The newspaper continues:

Children as young as five are held down and cut, sometimes with razor blades or broken glass, in a ritual driven by a range of cultural demands, including a desire to demonstrate a girl’s virginity on her wedding night. The practice, which survives mainly in 28 countries in East and West Africa, has been targeted as a fundamental human rights violation in recent years by the United Nations and individual states, including the UK.


The United Kingdom has passed two laws in the last 23 banning this procedure. The World Health organisation estimates that up to 140 million girls and women have been subjected to the procedure and up to three million undergo the procedure every year (most of whom are under 15)

Since the law changed again in 2003 not one person has been prosecuted for either carrying out this act or aiding and abetting it.

The newspaper carries the story of one woman who was mutilated at the age of five. The newspaper quotes her as saying:

When it happened I was five, and I didn’t even know this practice existed. I was taken off with my cousins and other girls that I knew – we thought that we were going to a party. I was reassured because so many people I knew were there. Then the atmosphere changed, and the adult women became more aggressive.

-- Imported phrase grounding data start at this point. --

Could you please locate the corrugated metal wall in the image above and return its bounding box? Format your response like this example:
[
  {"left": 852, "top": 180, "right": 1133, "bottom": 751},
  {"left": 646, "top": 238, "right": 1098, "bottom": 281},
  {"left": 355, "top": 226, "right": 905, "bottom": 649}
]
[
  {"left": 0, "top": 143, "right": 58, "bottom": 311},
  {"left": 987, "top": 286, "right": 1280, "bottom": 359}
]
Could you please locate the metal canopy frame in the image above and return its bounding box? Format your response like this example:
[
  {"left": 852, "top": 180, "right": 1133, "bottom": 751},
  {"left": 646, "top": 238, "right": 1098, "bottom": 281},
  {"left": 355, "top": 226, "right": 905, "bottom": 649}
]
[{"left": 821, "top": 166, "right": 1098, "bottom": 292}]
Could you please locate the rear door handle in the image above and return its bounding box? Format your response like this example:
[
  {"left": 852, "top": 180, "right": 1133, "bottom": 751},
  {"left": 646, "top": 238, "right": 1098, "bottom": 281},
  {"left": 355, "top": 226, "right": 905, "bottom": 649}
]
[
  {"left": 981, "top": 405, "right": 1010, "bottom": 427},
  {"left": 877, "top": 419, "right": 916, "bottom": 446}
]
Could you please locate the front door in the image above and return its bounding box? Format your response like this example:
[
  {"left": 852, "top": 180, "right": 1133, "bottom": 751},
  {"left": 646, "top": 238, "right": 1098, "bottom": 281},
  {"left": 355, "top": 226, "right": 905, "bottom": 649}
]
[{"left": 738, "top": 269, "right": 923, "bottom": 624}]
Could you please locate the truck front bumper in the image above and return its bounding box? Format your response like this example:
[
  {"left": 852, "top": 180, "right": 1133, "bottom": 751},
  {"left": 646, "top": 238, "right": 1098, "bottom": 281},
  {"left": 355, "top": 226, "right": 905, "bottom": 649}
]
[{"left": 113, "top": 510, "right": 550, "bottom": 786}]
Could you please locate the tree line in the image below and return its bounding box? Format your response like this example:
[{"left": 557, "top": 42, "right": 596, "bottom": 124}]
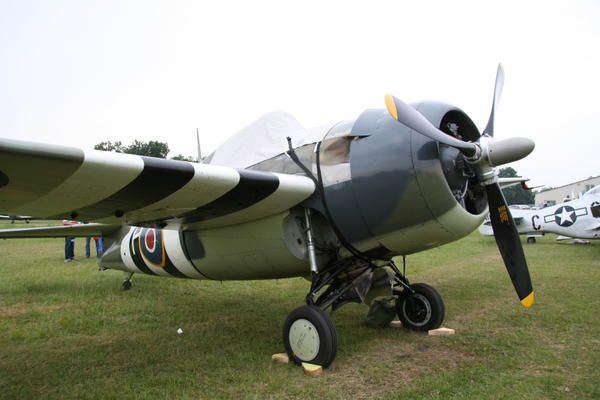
[
  {"left": 498, "top": 167, "right": 535, "bottom": 205},
  {"left": 94, "top": 140, "right": 195, "bottom": 161}
]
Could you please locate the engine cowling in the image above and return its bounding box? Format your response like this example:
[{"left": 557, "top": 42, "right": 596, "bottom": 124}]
[{"left": 318, "top": 103, "right": 488, "bottom": 257}]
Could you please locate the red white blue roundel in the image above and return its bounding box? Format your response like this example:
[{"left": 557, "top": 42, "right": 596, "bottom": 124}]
[
  {"left": 554, "top": 206, "right": 576, "bottom": 227},
  {"left": 139, "top": 228, "right": 166, "bottom": 267}
]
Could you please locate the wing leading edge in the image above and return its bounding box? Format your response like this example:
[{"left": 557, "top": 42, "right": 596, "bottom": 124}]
[
  {"left": 0, "top": 138, "right": 315, "bottom": 228},
  {"left": 0, "top": 223, "right": 120, "bottom": 238}
]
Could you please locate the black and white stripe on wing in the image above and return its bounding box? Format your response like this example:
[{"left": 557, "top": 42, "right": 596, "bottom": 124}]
[
  {"left": 1, "top": 137, "right": 312, "bottom": 225},
  {"left": 181, "top": 169, "right": 280, "bottom": 223},
  {"left": 64, "top": 157, "right": 195, "bottom": 220}
]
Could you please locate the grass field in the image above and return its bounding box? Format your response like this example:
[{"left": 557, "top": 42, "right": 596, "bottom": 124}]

They took one of the girls away, and I heard her scream – I was the 20th girl to be taken, so I heard that scream over and over again. I heard them saying ‘No, don’t cut me’, but I didn’t know what they were cutting.

Then it was my turn. I didn’t know what was happening, but it hurt so much I thought that I was going to die. They must have used a knife but I couldn’t see it. It felt like having all of your nails ripped off at the same moment. There was no anaesthetic. Physically, it took a long time for me to heal. Every day when I have a shower I am reminded of the fact that I have been mutilated.

This cultural practice is absolutely abhorrent and it angers me to think that to date the UK authorities have done nothing other than pass a couple of laws banning the practice to actively protect young girls and women in this country from being subjected to this practice both inside and outside of the UK.

Hopefully this pro-active stance will yield some results and people will be prosecuted to demonstrate to those who commit this act that it is abhorrent, repugnant and that the UK authorities will not stand for such assaults taking place.